Re: [Tracker] more issues with indexer-split

2008-09-03 Thread Martyn Russell
Hi,

So I have been reading up on the things that are remaining for merging.
This is the list I have so far which I will be working on:

* Check the move files/directories issue. I *think* it works.

* Fix the get_file_contents() function so it checks for #13 in the first
64Kb.

* Make private libraries .so files to dynamically load them.

* The directory mtime issue on startup.

Have I missed anything?

-- 
Regards,
Martyn
___
tracker-list mailing list
tracker-list@gnome.org
http://mail.gnome.org/mailman/listinfo/tracker-list


Re: [Tracker] more issues with indexer-split

2008-09-03 Thread Martyn Russell
Jamie McCracken wrote:
>>> trunk only checks directories (If a file in a directory is modified then
>>> the directories mtime is also altered so no need to check every file)
>>> hence startup is much faster.

Note: the mtime of the parent directory ONLY is updated. This is not
recursive. So if you have /foo/bar/baz/sliff.txt, the mtime of baz/ is
updated not for bar/ and foo/.

This means you _HAVE_ to go into every directory to see if it has a
subdirectory with an mtime that has updated.

>> We can do this. Can you guarantee that on EVERY file system type the
>> parent directory mtime is updated when a file changes? I am not 100%
>> sure this is the case.
> 
> on all major platforms yes (*nix and windows)

Hmm. This wories me. How mtime is used across file systems tends to vary
slightly and this might come back to bite us.

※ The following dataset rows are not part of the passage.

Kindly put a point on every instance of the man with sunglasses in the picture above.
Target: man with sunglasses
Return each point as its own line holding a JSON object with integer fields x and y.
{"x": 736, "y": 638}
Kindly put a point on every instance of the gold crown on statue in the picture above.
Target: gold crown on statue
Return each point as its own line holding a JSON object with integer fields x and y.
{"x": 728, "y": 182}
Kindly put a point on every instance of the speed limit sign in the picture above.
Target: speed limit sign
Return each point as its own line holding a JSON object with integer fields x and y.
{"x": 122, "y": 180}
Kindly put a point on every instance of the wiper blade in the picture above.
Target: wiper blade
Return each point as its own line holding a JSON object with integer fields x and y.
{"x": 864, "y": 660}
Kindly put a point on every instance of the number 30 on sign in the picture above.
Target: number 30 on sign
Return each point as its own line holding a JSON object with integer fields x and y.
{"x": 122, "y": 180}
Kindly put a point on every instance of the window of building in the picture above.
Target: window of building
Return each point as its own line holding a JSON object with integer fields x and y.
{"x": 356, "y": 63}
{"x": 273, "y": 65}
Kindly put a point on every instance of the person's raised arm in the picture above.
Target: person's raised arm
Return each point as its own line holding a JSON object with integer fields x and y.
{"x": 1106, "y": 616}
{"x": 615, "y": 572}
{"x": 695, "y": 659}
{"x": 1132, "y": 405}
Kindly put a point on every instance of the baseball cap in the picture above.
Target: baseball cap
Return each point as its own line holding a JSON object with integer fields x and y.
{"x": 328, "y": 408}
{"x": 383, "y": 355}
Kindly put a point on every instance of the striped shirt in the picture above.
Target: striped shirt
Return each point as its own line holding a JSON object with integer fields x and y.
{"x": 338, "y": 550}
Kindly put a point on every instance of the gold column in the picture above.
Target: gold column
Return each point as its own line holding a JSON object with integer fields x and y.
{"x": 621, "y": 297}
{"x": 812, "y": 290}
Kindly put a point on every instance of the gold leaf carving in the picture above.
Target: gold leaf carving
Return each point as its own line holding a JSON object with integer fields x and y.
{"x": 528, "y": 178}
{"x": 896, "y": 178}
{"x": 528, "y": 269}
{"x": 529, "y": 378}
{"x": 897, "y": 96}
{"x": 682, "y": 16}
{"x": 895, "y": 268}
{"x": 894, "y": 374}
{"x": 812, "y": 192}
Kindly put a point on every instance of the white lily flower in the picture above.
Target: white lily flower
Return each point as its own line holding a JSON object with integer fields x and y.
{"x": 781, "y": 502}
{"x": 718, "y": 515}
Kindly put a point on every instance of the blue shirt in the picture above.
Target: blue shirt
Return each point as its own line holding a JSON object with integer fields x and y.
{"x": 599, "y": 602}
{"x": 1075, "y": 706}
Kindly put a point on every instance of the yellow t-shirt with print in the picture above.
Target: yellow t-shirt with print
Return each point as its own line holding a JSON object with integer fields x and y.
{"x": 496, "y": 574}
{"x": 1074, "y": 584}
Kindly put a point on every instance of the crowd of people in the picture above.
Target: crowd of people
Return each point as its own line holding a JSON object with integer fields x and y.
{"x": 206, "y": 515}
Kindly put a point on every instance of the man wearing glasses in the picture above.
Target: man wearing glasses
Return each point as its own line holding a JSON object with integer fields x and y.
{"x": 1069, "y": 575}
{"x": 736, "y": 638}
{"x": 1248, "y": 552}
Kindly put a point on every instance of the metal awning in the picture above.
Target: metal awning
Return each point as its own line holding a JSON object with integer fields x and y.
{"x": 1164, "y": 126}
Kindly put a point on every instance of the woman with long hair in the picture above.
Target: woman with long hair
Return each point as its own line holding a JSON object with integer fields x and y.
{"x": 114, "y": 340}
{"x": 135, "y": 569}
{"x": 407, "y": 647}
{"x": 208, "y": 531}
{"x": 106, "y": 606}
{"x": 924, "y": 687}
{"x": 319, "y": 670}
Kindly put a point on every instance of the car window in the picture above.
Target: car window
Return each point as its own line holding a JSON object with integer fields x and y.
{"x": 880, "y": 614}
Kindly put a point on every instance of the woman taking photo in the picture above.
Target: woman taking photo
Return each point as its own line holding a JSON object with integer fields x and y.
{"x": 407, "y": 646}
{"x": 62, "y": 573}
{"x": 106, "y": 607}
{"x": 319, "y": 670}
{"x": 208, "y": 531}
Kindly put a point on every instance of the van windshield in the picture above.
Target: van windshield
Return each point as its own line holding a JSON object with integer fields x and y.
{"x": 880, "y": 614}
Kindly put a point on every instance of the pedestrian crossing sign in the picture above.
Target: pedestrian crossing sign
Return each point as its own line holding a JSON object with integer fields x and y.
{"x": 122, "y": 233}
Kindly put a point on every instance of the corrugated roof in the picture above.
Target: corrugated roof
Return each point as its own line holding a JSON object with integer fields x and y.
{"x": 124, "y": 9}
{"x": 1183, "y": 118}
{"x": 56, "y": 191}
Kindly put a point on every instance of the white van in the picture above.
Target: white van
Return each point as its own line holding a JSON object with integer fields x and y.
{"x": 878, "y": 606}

> it is for me - its in the order of 3x slower than trunk at startup 

What exactly is 3x slower? The crawling?

I have been thinking about this. The best solution here to me is to send
ALL files/directories to the indexer and let the indexer check the mtime
of a directories before deciding to process the files it holds. This
should dramatically reduce the DB lookups on startup. But if the
slowness is NOT in the indexer, then there is little you can do except
increase the throttle. Have you tested it again recently since I made
throttle mandatory whenever it is called (i.e. it is 5+config value).
This made a lot of difference for me.

-- 
Regards,
Martyn
___
tracker-list mailing list
tracker-list@gnome.org
http://mail.gnome.org/mailman/listinfo/tracker-list


Re: [Tracker] tracker-indexer does not index all files

2008-09-03 Thread Martyn Russell
Jamie McCracken wrote:
> On Tue, 2008-09-02 at 12:14 +0100, Martyn Russell wrote:
>> Jamie McCracken wrote:
>>> Another potential crasher - unlike trunk get_file_content does no utf-8
>>> validation and also if file is bigger than MAX_TEXT cuts it off which is
>>> likely to not land on a valid utf-8 word break
>> This is true.
>>
>>> ideally do what trunk does and read file line by line so that we will
>>> never have a partial utf-8 fragment and the resulting text can be
>>> validated and converted from locale to utf-8 if necessary
>> I don't think reading line by line is a good idea at all.
>> All we need to do is use g_utf8_validate () on the length we read and
>> find out where the end is and make sure we don't read half way through a
>> UTF8 character.
> 
> how can you tell your are not in the middle of a utf8 char? Line break
> is the only char we can be sure of breaking on (CJK may not contain word
> breaks like spaces)

If you read the documentation for that function, it should return the
end position for what is valid if there is invalid utf8 in the stream
being read. It is safe to assume that we can read up to end-start for
parsing, since it will be valid UTF-8.

Unless of course you are expecting to be able to parse non-UTF-8 content?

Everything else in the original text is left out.